La sua candidatura è stata ufficializzata prima ancora che il resto del centrosinistra prendesse una decisione sulle prossime amministrative. L’intenzione di andare da soli, da parte di Libera Modica, è dunque incondizionata? A cosa è dovuta?
Liberamodica nasce quale laboratorio civico all’interno del quale singoli, gruppi, associazioni e anche partiti politici trovano l’opportunità di contribuire allo sviluppo di un programma partecipato democraticamente dal basso, ma le cui linee guida sono già state sancite e scolpite  nella carta d’intenti dell’associazione stessa.
Il programma, pertanto, non può adattarsi ed essere acconciato in funzione di calcoli finalizzati ad un successo elettorale che, presupponendo compromessi, determinerebbe rinunce pesanti, innaturali e distorsive dei princìpi fondativi dell’associazione.
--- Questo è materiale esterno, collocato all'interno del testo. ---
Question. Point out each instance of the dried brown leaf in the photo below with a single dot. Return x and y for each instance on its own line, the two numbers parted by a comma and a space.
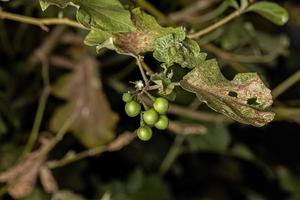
187, 129
95, 123
21, 178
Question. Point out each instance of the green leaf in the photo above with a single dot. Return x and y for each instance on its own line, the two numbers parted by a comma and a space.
134, 42
61, 3
96, 37
176, 48
95, 120
271, 11
166, 86
102, 14
143, 39
245, 99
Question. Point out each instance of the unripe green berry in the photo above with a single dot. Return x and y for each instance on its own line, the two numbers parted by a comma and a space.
132, 108
150, 116
127, 97
163, 122
144, 133
161, 105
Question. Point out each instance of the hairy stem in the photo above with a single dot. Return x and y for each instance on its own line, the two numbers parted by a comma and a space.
172, 154
139, 63
40, 21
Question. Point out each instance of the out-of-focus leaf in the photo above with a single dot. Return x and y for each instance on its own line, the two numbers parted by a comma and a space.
66, 195
95, 121
270, 10
47, 179
21, 178
37, 194
132, 42
216, 139
242, 151
289, 181
3, 128
272, 44
288, 114
176, 48
137, 187
165, 85
106, 15
245, 99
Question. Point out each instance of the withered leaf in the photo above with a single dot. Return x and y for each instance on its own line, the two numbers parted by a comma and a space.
95, 121
245, 99
48, 181
21, 178
66, 195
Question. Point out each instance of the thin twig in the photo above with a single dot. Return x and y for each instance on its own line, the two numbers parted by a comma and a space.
282, 87
60, 134
121, 141
41, 22
41, 107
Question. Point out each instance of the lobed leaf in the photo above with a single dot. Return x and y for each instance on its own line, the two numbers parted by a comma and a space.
245, 99
176, 48
101, 14
272, 11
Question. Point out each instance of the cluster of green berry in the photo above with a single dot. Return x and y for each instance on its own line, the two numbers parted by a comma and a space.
155, 116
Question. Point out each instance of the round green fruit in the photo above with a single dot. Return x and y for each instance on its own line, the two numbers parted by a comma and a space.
163, 122
150, 116
144, 133
161, 105
127, 97
132, 108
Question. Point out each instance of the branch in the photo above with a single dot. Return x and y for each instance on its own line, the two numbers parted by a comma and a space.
42, 23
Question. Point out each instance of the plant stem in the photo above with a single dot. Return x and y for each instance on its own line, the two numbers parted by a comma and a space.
41, 106
282, 87
73, 158
39, 21
218, 24
139, 63
197, 115
3, 190
60, 134
172, 154
37, 122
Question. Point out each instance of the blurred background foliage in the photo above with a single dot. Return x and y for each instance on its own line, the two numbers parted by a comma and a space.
225, 161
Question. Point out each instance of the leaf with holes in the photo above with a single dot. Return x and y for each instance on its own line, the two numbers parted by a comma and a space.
134, 42
95, 121
176, 48
245, 99
271, 11
102, 14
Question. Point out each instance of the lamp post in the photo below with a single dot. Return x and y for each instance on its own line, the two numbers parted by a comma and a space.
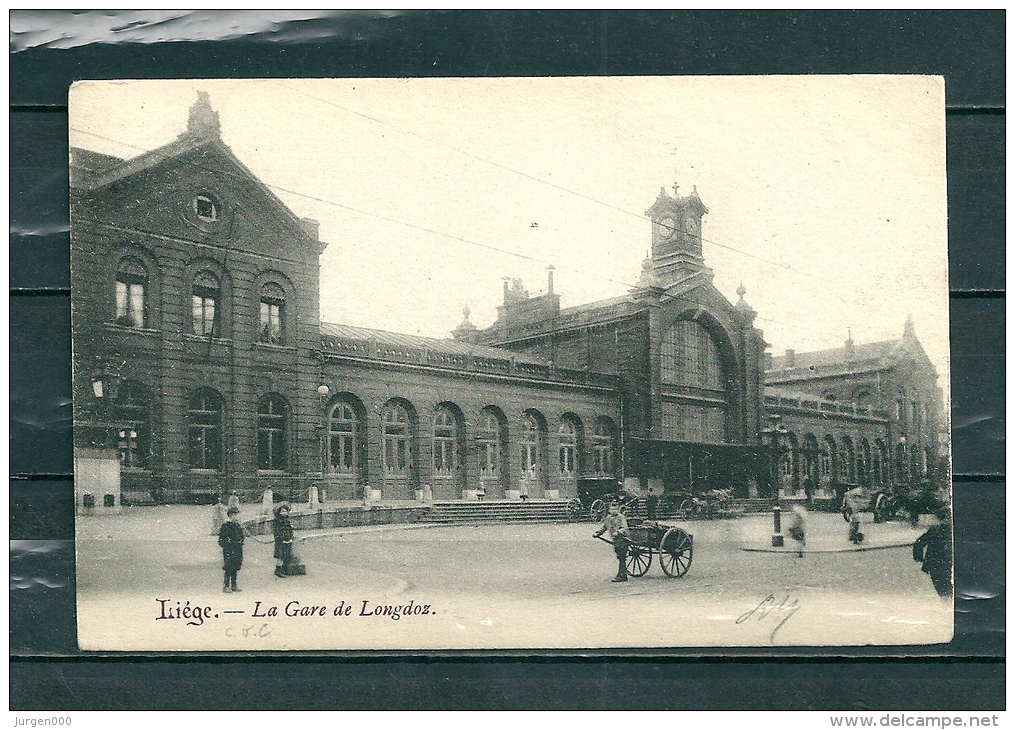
771, 437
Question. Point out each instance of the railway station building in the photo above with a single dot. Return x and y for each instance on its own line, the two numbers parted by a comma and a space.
202, 366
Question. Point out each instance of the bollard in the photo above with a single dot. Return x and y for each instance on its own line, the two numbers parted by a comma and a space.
776, 516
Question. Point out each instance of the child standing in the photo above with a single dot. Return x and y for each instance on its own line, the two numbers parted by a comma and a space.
230, 539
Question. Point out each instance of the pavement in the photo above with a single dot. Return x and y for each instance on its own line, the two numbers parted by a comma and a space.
496, 586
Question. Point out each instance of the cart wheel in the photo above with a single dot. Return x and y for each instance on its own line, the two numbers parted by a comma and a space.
573, 510
675, 552
638, 560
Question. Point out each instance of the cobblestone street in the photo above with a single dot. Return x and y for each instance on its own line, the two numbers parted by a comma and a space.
498, 587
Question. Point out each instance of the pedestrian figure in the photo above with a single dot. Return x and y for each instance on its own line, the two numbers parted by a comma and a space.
934, 550
651, 504
616, 525
267, 501
856, 501
282, 530
217, 515
798, 528
809, 490
230, 539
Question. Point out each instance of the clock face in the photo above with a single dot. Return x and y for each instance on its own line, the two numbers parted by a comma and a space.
667, 226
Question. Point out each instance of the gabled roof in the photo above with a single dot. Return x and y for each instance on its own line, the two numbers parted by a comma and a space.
866, 357
838, 355
96, 171
416, 342
85, 163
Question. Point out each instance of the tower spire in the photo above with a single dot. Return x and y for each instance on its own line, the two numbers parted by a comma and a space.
908, 330
203, 120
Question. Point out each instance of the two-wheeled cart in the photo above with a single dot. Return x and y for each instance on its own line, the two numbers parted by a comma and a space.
673, 544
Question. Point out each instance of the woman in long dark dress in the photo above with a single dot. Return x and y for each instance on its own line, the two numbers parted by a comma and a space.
282, 529
230, 539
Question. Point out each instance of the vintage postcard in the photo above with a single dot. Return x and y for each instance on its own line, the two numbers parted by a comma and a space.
512, 363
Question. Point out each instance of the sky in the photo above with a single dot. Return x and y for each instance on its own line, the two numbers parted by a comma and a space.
826, 195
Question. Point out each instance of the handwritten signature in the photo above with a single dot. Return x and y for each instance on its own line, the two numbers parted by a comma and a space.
768, 606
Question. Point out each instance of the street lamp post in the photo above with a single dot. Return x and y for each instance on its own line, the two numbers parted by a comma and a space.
771, 438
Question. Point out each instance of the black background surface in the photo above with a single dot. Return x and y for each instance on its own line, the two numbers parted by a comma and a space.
47, 671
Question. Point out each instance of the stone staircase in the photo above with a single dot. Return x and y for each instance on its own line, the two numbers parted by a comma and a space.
497, 511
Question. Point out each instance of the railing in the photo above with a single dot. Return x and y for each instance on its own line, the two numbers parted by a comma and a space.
370, 349
824, 406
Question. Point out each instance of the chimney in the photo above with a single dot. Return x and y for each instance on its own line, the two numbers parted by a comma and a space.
312, 227
908, 330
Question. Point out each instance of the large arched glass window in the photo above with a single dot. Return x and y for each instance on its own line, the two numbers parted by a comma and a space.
204, 304
689, 357
602, 449
343, 439
567, 448
446, 440
132, 415
132, 282
272, 417
204, 416
396, 440
272, 328
695, 387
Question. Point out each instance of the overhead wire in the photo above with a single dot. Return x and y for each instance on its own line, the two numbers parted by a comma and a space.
488, 247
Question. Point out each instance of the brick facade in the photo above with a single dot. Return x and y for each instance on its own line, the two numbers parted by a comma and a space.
201, 359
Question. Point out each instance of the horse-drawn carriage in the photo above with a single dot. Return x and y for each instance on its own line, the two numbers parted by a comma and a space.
900, 502
674, 546
593, 503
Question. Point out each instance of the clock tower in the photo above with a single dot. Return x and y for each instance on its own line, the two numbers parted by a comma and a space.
676, 235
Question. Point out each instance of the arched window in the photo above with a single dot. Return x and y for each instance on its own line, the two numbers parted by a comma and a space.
396, 440
689, 357
204, 304
343, 439
825, 465
272, 416
829, 460
132, 282
901, 467
786, 465
530, 448
272, 328
877, 462
864, 462
447, 433
849, 460
204, 418
567, 448
133, 422
206, 208
602, 449
691, 366
491, 439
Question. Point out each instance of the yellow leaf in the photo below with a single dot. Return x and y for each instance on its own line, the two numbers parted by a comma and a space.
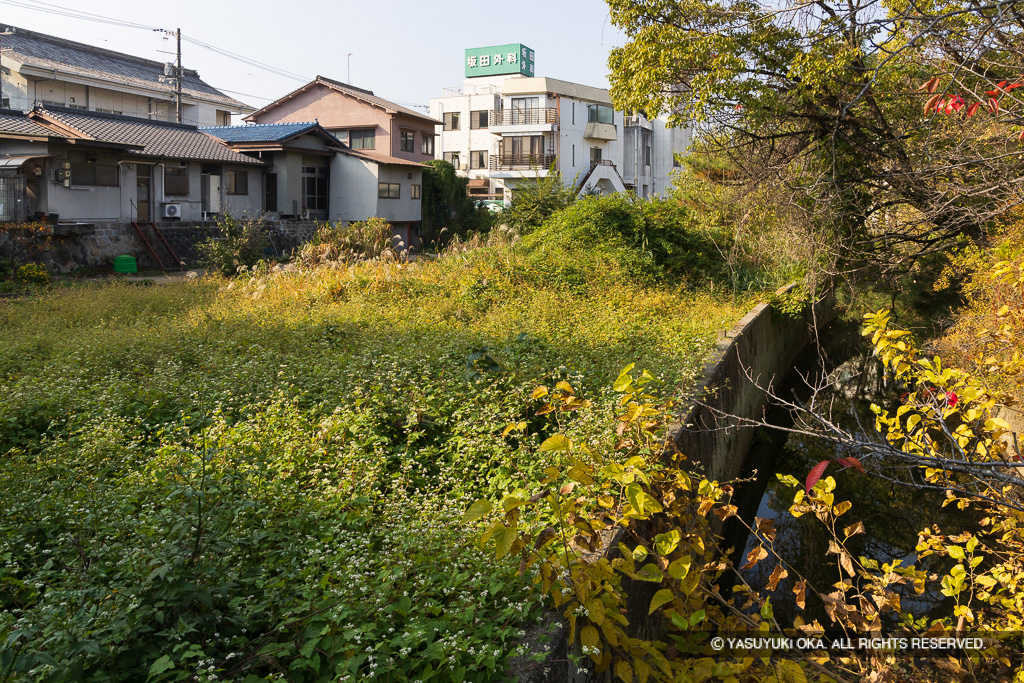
663, 596
790, 672
477, 510
511, 426
556, 442
777, 574
589, 637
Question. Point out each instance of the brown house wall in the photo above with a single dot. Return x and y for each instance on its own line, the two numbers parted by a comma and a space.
335, 111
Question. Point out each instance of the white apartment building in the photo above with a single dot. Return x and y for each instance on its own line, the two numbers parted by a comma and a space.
505, 126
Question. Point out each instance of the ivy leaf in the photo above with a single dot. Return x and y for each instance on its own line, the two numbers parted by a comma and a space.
755, 556
815, 474
477, 510
777, 574
663, 596
800, 590
851, 462
160, 666
556, 442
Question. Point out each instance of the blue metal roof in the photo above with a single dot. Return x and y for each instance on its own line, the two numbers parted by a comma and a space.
260, 132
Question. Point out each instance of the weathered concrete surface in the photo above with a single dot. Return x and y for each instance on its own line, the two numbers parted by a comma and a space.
753, 356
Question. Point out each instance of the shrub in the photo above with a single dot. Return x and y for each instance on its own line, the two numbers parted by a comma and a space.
241, 243
534, 202
446, 207
358, 241
33, 272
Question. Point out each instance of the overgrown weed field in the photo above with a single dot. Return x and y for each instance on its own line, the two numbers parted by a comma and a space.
262, 478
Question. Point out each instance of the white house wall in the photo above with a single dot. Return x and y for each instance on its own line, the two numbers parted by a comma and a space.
403, 209
250, 204
353, 188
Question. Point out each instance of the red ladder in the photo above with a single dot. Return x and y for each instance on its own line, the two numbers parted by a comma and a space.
148, 245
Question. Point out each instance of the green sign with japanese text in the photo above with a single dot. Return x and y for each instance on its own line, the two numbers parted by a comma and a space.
499, 60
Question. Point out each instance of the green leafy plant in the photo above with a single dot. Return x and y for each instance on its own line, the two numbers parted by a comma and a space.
242, 242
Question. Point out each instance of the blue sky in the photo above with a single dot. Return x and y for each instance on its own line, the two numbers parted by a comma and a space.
402, 50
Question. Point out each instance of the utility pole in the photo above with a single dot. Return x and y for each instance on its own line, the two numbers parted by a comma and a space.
5, 33
177, 81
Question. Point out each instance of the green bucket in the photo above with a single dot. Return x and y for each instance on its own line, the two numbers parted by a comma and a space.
125, 263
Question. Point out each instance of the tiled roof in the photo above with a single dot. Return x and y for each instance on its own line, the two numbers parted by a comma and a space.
50, 52
264, 132
157, 138
351, 90
15, 123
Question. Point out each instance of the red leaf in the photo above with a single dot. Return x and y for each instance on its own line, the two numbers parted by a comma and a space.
851, 462
815, 474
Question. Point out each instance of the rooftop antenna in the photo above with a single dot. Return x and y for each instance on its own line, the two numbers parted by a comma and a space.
177, 71
9, 32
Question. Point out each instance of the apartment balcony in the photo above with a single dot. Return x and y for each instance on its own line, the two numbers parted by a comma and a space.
539, 163
522, 121
638, 122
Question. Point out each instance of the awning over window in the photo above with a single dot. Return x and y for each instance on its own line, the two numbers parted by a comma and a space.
13, 162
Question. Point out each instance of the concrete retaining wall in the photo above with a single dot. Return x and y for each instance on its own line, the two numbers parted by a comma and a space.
752, 356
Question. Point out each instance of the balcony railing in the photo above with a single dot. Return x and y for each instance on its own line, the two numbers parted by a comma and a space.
531, 117
521, 162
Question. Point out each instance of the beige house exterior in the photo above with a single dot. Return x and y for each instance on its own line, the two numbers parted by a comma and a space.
39, 69
357, 118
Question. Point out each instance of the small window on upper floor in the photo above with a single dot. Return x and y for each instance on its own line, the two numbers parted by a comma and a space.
600, 114
408, 142
238, 182
478, 119
363, 139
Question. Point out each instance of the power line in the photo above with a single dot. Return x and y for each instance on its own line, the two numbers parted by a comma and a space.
58, 10
77, 13
246, 60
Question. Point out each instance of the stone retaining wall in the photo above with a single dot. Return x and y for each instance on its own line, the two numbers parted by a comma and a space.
78, 245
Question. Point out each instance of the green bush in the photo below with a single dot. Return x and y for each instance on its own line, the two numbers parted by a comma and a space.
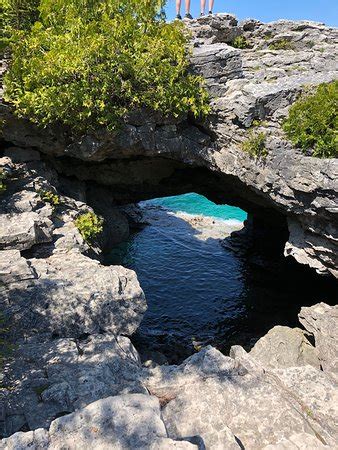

Abbiamo atteso che il PD ed altri possibili alleati ci sottoponessero il proprio programma per verificarne la compatibilità con il nostro. Abbiamo dovuto registrare che il loro metodo era del tutto diverso in quanto partivano dalla decisione di un’alleanza per poi modellare un programma comunque. Per noi invece era, ed è, assolutamente prioritario il programma. Soltanto solide e verificate affinità avrebbero potuto giustificare il passo, successivo, di costruzione di un’alleanza coerente e coesa. Ma non abbiamo avuto la possibilità di affrontare neanche il primo step. In ogni caso avevamo detto con assoluta chiarezza che solo una netta discontinuità rispetto all’amministrazione uscente guidata dal Pd avrebbe potuto rendere possibile un’intesa.
Il nostro giudizio su di essa, infatti, è fortemente negativo, in quanto ha totalmente tradito le aspettative di cambiamento e si è posta in netta continuità con la gestione-Torchi come decisioni gravissime per gli interessi della città dimostrano impietosamente: penso al project financing per la gestione del cimitero, al via libera dato ai due ecomostri dell’Idria e di Via Fontana, alla dissennata gestione urbanistica che ha permesso il saccheggio del territorio da parte dei privati, anche nelle aree di maggiore pregio che sono la vera ricchezza della città.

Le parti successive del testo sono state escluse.